A poeira intensa e o barulho constante das operações, especialmente à noite, torna o descanso impossível. “É cada batida que a gente acorda. Se passar de 23h sem dormir, você não dorme mais. Só barulho”, desabafa.
Chapada do Lagoão, APA ameaçada
A preocupação com a água se estende a áreas cruciais como a APA Chapada do Lagoão, considerada a “caixa d’água de Araçuaí” por abrigar mais de uma centena de nascentes catalogadas. Perícias do MPF concluíram que o Projeto Neves, da empresa Atlas Lithium, tem causado severa restrição hídrica e de acesso à água dentro da APA, com obras que resultaram no rompimento de tubulações de abastecimento em comunidades como Calhauzinho Passagem da Goiaba.
No dia 3 de setembro, o Ministério Público de Minas Gerais (MPMG), por meio de sua Coordenadoria de Inclusão e Mobilização Social (CIMOS), recomendou ao conselho da APA a anulação da votação que autorizou a pesquisa mineral de lítio na região.
O Movimento dos Atingidos por Barragens (MAB) já havia denunciado a violação dos direitos de participação das comunidades quilombolas de Giral, Malhada Preta e Córrego do Narciso do Meio, além de outras populações indígenas e tradicionais que dependem economicamente e culturalmente da Chapada, alegando a não realização da consulta prévia.
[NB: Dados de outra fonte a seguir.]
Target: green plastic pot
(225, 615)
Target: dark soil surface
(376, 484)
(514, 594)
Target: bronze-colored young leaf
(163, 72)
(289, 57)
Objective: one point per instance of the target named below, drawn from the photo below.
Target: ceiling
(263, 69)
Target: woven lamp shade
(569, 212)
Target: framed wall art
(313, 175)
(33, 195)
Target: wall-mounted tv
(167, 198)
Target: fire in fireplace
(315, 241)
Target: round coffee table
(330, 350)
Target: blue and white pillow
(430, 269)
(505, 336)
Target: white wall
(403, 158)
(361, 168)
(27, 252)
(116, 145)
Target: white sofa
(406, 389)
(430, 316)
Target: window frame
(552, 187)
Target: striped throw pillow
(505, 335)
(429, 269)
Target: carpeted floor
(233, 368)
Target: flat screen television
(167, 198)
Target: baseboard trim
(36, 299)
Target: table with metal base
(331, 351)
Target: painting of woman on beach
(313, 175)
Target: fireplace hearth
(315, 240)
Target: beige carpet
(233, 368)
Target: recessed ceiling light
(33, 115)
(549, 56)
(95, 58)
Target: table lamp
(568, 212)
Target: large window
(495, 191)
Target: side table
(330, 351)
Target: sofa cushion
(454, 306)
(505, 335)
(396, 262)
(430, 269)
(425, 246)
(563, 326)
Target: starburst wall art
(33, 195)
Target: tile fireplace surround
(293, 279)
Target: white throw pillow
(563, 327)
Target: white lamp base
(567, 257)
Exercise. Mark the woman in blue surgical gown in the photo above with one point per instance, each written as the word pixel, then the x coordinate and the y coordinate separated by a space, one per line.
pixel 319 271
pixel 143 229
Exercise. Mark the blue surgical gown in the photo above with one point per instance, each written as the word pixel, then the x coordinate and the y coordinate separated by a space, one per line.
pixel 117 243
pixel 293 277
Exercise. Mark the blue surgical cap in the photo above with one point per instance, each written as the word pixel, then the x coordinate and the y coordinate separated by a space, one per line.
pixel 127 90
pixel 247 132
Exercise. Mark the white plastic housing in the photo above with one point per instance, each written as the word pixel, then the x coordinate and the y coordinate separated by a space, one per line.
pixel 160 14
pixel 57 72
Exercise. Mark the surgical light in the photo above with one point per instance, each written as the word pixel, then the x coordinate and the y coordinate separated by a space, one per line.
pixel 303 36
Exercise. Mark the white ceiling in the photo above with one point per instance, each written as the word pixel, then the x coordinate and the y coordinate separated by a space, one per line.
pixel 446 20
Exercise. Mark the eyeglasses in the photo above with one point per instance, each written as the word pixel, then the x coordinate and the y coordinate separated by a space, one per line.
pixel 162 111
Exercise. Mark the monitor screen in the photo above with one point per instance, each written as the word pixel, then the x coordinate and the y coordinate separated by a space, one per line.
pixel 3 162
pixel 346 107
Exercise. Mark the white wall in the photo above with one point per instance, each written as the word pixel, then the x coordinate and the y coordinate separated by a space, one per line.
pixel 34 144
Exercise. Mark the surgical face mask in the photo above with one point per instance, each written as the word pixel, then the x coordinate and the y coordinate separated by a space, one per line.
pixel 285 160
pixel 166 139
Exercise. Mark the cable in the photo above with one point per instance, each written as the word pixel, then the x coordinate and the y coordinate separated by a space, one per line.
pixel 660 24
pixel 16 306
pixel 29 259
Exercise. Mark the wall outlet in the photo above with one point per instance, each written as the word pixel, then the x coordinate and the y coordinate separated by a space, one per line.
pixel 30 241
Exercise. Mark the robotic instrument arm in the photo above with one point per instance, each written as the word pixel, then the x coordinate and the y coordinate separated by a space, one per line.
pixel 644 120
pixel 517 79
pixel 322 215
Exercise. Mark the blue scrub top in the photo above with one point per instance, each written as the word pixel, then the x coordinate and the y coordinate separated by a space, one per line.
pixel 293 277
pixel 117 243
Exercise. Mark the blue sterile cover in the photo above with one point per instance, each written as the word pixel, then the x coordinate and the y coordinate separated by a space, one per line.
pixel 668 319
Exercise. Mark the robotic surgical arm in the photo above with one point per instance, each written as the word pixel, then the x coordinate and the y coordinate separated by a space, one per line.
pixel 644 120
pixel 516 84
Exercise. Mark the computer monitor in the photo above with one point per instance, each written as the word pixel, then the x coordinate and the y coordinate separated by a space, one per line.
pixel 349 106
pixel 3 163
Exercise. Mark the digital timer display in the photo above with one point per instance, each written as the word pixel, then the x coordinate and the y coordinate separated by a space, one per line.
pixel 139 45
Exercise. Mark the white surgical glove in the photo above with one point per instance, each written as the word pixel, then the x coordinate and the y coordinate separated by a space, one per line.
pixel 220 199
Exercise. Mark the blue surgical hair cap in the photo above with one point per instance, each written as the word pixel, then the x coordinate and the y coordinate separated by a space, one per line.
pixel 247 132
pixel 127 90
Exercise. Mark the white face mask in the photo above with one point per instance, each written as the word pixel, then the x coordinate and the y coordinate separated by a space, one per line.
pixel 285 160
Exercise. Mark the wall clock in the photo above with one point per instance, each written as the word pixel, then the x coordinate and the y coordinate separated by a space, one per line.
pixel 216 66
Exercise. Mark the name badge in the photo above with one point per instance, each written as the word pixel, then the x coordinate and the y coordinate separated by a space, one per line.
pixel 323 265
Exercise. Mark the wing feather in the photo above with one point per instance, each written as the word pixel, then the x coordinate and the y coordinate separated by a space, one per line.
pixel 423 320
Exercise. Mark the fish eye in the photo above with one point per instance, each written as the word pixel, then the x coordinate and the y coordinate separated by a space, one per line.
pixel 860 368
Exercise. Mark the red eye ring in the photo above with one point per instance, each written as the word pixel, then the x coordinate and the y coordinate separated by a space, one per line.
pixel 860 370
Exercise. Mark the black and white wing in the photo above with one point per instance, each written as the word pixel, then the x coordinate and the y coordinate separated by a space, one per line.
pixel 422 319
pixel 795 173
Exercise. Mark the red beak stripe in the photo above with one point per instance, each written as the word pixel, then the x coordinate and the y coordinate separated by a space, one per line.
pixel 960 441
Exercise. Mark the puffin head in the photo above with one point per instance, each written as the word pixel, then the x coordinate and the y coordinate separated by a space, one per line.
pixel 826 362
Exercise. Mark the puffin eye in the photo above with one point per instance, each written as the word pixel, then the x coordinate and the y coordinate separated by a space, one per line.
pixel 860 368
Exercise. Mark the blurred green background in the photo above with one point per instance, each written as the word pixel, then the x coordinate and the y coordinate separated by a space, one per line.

O conselho da APA tem 10 dias para se manifestar.
A complexidade e a controvérsia em torno da APA foi sublinhadas na quinta-feira (11) por uma tentativa de impedir a deputada estadual Beatriz Cerqueira (PT), presidente da Comissão de Meio Ambiente da Assembleia Legislativa de Minas Gerais, de acessar o local para uma atividade de fiscalização.
A parlamentar e sua equipe foram barrados por um grupo que obstruiu a via. A deputada relatou que a ação foi organizada e seu veículo chegou a ser cercado, o que a levou a registrar o ocorrido na Polícia Militar. Ela destacou a gravidade de cercear o trabalho legislativo e questionou a tentativa de impedir a comissão de “verificar os problemas e os estragos que a mineração na região já tem produzido”. Cerqueira ainda denunciou que o vice-prefeito de Araçuaí estaria entre os que impediram a passagem.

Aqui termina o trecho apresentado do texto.